Небо серое.
– Какого оно цвета, по-твоему?
– Серого, – отвечаю я.
– А я назвал бы его бежевым.
– Бежевым? Нет. Оно шиферно-серое, но уж точно не бежевое.
Он улыбается.
– Вот видите, никто из нас не лжет. Мы оба говорим правду. Так же и с прошлым. Воспоминания – это то, как мы интерпретируем события. Что мы называем правдой, как ее видим. И не более. Иногда мы ошибаемся. Но меня это не касается. Я не детектив. – Он откидывается на спинку стула. – Никто не пытается вас подловить.
Я делаю вдох.
– У меня бывают кошмары. – От досады руки сковывает спазм. Досады на себя или на Диаманта, я даже не знаю.
Он кивает.
– Кошмары редко бывают воспоминаниями. Обычно это проявления беспокойного разума.
Я уже рассказала ему. Рассказала ему о моих кошмарах, и они ничего не значат. Он хочет еще.
– Мне не хочется вспоминать, что случилось. – Вот, я это сказала. Дело сделано.
– Конечно, вам этого не хочется. – От нетерпения его голос становится более резким. Значит, он устал, устал от бесконечных и ни к чему не ведущих разговоров. – Именно поэтому вы и похоронили их в своей памяти. – Его челюсть напрягается. – Неужели вы не видите, что чем дольше держитесь за эти ужасы, тем быстрее они разрушают ваш разум? Эти воспоминания уничтожат вас, если вы им позволите.
Уничтожат меня? То есть все немногое, что осталось от меня, исчезнет? Но ведь в этом наверняка нет ничего плохого, не такая уж большая потеря для мира.

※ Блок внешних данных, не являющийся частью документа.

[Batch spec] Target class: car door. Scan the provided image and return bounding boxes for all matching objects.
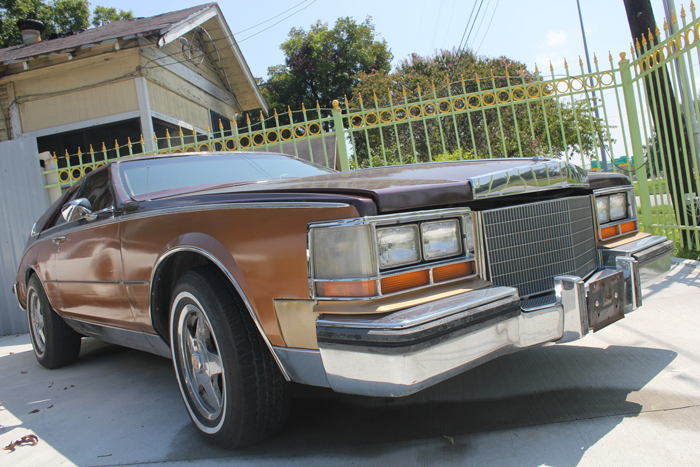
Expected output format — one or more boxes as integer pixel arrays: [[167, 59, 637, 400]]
[[54, 169, 135, 329]]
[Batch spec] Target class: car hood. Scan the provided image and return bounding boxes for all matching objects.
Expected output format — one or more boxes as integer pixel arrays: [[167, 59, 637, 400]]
[[186, 158, 589, 213]]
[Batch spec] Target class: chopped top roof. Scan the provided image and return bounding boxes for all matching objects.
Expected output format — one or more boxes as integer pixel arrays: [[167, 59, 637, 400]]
[[0, 3, 216, 63]]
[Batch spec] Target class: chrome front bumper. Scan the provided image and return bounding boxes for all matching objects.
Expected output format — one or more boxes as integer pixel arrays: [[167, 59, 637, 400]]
[[274, 237, 673, 397]]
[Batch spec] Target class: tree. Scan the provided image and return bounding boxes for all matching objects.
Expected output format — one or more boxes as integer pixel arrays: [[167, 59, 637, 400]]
[[263, 16, 393, 119], [92, 6, 134, 26], [0, 0, 133, 48], [349, 50, 609, 165]]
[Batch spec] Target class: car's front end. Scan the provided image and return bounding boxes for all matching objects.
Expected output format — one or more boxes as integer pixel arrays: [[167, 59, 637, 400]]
[[275, 161, 673, 396]]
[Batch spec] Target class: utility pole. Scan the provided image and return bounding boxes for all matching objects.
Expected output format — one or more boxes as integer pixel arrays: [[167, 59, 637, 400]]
[[576, 0, 612, 172], [624, 0, 698, 245]]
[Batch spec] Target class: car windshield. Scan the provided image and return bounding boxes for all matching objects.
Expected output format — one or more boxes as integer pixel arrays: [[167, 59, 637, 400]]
[[119, 153, 334, 198]]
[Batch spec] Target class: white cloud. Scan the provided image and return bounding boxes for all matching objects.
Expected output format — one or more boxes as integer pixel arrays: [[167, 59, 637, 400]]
[[546, 31, 566, 47]]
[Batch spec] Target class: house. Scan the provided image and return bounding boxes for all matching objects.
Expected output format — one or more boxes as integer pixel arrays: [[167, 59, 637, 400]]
[[0, 3, 267, 157], [0, 3, 267, 336]]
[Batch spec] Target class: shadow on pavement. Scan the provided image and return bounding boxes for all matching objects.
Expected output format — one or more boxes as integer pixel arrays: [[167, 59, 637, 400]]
[[161, 345, 676, 465]]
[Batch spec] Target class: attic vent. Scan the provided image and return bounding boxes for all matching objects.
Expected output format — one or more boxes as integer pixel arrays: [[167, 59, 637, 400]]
[[17, 18, 44, 45]]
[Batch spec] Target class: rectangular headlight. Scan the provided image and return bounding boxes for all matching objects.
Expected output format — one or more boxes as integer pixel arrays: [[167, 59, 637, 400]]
[[420, 219, 462, 260], [595, 196, 610, 224], [311, 225, 377, 279], [610, 193, 627, 221], [377, 224, 421, 269]]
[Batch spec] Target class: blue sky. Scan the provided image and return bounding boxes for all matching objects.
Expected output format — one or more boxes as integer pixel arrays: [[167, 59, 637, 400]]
[[92, 0, 676, 78]]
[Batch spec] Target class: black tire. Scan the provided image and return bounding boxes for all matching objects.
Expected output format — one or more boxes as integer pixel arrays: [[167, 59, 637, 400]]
[[27, 275, 81, 370], [170, 268, 289, 449]]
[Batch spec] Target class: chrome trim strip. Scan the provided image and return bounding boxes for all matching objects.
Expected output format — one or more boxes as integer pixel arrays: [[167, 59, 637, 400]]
[[148, 246, 291, 381], [468, 159, 590, 199], [121, 201, 350, 221], [12, 282, 27, 311], [316, 287, 518, 329], [273, 347, 330, 388], [53, 280, 149, 285], [63, 317, 172, 358]]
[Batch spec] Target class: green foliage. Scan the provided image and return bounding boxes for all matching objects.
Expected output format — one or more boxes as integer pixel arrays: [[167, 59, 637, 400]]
[[91, 6, 134, 26], [0, 0, 133, 48], [263, 16, 392, 119], [349, 50, 609, 165]]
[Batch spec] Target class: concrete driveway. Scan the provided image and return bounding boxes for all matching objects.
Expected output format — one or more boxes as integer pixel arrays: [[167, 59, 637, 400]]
[[0, 260, 700, 467]]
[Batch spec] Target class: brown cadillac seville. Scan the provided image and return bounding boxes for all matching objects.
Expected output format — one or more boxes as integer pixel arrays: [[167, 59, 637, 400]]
[[14, 153, 673, 447]]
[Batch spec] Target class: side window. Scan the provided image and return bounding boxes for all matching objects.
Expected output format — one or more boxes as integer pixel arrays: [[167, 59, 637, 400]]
[[78, 170, 114, 212]]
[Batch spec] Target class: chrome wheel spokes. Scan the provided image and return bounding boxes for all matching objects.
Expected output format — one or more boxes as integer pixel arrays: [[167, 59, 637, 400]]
[[178, 305, 224, 420]]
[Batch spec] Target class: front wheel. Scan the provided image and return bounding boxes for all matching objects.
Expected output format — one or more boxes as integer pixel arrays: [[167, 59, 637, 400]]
[[27, 275, 81, 370], [170, 268, 289, 448]]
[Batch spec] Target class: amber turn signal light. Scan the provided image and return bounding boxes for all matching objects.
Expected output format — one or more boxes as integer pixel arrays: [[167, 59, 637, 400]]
[[316, 281, 377, 297], [382, 269, 430, 294], [433, 261, 474, 283]]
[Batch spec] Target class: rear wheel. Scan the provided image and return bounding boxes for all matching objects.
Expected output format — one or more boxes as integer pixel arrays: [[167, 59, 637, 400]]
[[170, 268, 289, 448], [27, 276, 80, 370]]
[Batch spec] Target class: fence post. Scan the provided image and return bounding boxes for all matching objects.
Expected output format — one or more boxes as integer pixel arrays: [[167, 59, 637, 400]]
[[324, 99, 350, 172], [619, 52, 654, 227]]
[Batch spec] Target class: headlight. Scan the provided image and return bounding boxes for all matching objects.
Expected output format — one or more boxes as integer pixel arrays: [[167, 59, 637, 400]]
[[311, 225, 377, 279], [610, 193, 627, 221], [377, 225, 421, 269], [595, 196, 610, 224], [420, 220, 462, 260]]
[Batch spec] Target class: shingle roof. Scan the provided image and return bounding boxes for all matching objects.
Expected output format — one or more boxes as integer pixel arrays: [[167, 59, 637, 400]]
[[0, 3, 216, 63]]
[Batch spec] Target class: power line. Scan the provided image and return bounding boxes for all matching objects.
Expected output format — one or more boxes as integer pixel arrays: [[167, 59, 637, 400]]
[[474, 0, 501, 55], [474, 0, 491, 48], [464, 0, 484, 48], [233, 0, 309, 36], [457, 0, 479, 50], [237, 0, 317, 44]]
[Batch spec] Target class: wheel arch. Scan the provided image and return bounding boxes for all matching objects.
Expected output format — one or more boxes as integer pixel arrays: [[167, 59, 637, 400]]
[[150, 238, 290, 381]]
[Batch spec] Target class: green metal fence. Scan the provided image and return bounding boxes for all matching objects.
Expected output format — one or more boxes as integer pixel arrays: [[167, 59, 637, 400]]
[[45, 4, 700, 250]]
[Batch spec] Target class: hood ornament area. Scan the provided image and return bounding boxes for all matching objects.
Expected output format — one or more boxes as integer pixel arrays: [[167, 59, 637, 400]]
[[468, 158, 589, 199]]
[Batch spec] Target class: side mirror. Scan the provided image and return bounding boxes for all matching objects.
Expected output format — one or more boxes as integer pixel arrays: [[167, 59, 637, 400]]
[[61, 198, 92, 222]]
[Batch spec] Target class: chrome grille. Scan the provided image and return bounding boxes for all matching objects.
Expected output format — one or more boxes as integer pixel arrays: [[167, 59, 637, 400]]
[[483, 196, 596, 297]]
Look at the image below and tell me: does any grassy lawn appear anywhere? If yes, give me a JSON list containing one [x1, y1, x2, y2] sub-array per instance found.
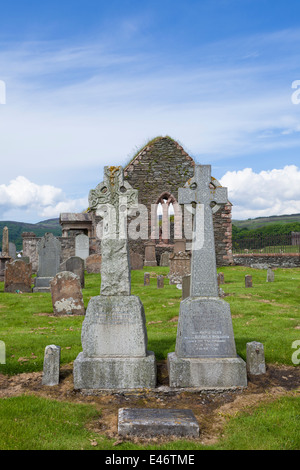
[[0, 267, 300, 450]]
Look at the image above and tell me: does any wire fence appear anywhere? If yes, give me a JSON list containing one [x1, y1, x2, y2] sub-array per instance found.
[[232, 232, 300, 254]]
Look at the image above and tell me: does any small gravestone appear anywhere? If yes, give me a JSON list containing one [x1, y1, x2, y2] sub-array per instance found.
[[50, 271, 85, 315], [42, 344, 61, 386], [73, 167, 156, 393], [118, 408, 199, 438], [160, 251, 170, 267], [182, 274, 191, 300], [157, 274, 164, 289], [245, 274, 252, 287], [63, 256, 84, 288], [144, 240, 157, 266], [9, 242, 17, 259], [4, 259, 32, 292], [33, 233, 61, 292], [85, 253, 102, 274], [130, 251, 144, 270], [168, 165, 247, 389], [246, 341, 266, 375], [267, 268, 275, 282], [144, 273, 150, 286]]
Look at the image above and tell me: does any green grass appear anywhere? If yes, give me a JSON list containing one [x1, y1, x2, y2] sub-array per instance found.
[[0, 267, 300, 451]]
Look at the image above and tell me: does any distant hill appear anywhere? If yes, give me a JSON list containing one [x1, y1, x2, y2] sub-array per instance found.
[[0, 219, 62, 251], [232, 214, 300, 230]]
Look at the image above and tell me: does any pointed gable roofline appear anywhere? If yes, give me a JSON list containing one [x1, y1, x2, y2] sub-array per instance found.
[[124, 135, 195, 177]]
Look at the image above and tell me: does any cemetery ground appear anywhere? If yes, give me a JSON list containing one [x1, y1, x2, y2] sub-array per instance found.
[[0, 266, 300, 451]]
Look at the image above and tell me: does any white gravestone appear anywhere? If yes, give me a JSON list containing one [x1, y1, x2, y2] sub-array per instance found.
[[74, 167, 156, 390]]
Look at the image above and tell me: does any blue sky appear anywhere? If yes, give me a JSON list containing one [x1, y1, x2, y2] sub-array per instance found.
[[0, 0, 300, 223]]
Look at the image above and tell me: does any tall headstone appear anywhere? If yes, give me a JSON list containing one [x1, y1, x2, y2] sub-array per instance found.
[[73, 167, 156, 390], [75, 233, 90, 260], [168, 165, 247, 389], [0, 227, 11, 281], [33, 233, 61, 292], [4, 259, 32, 292]]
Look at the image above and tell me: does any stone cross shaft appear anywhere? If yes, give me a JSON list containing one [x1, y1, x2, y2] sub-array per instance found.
[[89, 166, 138, 296], [178, 165, 228, 297]]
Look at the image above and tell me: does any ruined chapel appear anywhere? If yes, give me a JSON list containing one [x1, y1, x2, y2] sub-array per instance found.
[[56, 137, 233, 266]]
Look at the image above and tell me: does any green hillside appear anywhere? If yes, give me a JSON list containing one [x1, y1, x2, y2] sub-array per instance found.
[[0, 219, 61, 251]]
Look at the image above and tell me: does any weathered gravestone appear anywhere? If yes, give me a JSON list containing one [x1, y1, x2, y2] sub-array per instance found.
[[0, 227, 11, 281], [157, 274, 164, 289], [160, 251, 170, 267], [246, 341, 266, 375], [245, 274, 252, 287], [65, 256, 84, 288], [168, 165, 247, 389], [144, 240, 157, 266], [33, 233, 61, 292], [267, 268, 275, 282], [118, 408, 199, 438], [85, 253, 102, 273], [4, 259, 32, 292], [50, 271, 85, 315], [74, 167, 156, 390], [42, 344, 61, 386], [75, 233, 90, 260], [130, 251, 144, 270]]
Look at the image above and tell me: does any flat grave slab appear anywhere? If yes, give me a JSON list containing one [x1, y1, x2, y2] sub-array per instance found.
[[118, 408, 199, 438]]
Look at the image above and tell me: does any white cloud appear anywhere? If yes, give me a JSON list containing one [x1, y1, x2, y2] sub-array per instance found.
[[220, 165, 300, 219], [0, 176, 88, 218]]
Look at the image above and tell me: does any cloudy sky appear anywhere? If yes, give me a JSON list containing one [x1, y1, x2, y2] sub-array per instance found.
[[0, 0, 300, 223]]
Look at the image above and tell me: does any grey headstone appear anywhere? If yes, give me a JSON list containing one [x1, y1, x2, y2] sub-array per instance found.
[[42, 344, 61, 386], [118, 408, 199, 438], [144, 273, 150, 286], [62, 256, 84, 288], [33, 233, 61, 292], [75, 233, 90, 260], [9, 242, 17, 259], [246, 341, 266, 375], [168, 165, 247, 389], [157, 274, 164, 289], [73, 167, 156, 390]]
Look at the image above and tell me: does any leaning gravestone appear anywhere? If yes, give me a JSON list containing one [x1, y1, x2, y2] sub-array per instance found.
[[4, 259, 32, 292], [33, 233, 61, 292], [75, 233, 90, 260], [73, 167, 156, 390], [168, 165, 247, 389], [50, 271, 85, 315]]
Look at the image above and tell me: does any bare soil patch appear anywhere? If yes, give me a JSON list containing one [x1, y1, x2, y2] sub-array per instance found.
[[0, 361, 300, 446]]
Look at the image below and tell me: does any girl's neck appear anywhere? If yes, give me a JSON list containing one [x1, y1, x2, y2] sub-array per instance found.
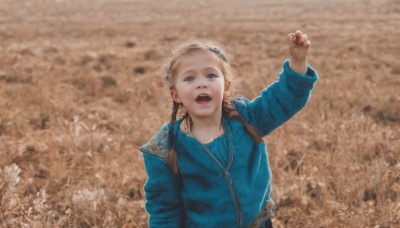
[[190, 113, 223, 143]]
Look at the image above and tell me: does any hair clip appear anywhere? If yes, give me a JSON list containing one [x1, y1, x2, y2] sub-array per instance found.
[[208, 47, 228, 62]]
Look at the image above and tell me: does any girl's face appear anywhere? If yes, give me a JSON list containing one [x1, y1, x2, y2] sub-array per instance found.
[[171, 50, 225, 118]]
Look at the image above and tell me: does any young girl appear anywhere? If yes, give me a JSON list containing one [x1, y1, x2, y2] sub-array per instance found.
[[139, 31, 317, 227]]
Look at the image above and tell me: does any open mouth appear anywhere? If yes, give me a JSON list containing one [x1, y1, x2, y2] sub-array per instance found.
[[195, 93, 211, 103]]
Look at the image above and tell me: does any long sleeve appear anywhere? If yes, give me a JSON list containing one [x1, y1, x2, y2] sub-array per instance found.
[[143, 154, 183, 227], [139, 124, 184, 227], [234, 60, 318, 136]]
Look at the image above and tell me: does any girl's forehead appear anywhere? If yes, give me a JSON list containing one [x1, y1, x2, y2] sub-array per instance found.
[[178, 50, 219, 73]]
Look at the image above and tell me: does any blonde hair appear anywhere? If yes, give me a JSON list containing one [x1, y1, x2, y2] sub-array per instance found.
[[164, 40, 263, 174]]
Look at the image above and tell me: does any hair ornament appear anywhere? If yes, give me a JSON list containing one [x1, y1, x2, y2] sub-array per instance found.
[[208, 47, 228, 62]]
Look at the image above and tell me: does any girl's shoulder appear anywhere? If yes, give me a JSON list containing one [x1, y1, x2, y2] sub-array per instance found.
[[139, 123, 171, 162]]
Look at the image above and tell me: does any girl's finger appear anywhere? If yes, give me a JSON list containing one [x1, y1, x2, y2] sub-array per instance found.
[[288, 33, 296, 47]]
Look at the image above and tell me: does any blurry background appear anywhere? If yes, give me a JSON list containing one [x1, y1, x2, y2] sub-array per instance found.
[[0, 0, 400, 227]]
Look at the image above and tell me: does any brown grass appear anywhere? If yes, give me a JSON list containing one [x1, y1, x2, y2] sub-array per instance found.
[[0, 0, 400, 227]]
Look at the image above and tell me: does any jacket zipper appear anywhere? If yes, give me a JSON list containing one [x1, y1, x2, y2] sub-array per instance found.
[[194, 121, 243, 228]]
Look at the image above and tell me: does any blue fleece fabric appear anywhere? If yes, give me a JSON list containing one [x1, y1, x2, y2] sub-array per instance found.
[[139, 60, 318, 227]]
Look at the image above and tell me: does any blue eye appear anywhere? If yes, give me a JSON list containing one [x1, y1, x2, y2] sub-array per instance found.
[[184, 76, 194, 82]]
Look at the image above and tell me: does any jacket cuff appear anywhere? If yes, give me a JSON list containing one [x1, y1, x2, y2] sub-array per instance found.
[[283, 60, 318, 96]]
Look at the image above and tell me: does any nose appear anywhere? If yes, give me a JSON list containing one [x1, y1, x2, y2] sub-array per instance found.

– Я и раньше лечил пациентов с травматической амнезией.
– И гипноз помог им?
– Нет. – Он делает глубокий вдох. – Не помог, потому что тогда я не слышал о гипнозе, то есть не слышал, что его можно использовать в лечении. Как и вы, я думал, что это нечто из разряда развлечений для мюзик-холлов. Теперь я все понимаю лучше.
Он не позволит мне прекратить сеансы. Теперь мне это ясно. Он должен спасти меня, даже если я этого не хочу. Он должен спасти меня, чтобы доказать собственную правоту.
– Я понимаю ваши сомнения, правда, но вы должны мне верить. Это лечение может излечить и излечит вас, но только если вы позволите.
– Верить вам? – Руки начинают дрожать. Я сжимаю ткань юбки, чтобы унять дрожь. – Как я могу вам доверять, если вы мне солгали?
– Солгал?
– Вы такой же, как Уомак, такой же, как все они.
Он хмурится, постукивая ручкой по блокноту.
– Вы сказали, что мне можно выйти наружу. Вы обещали.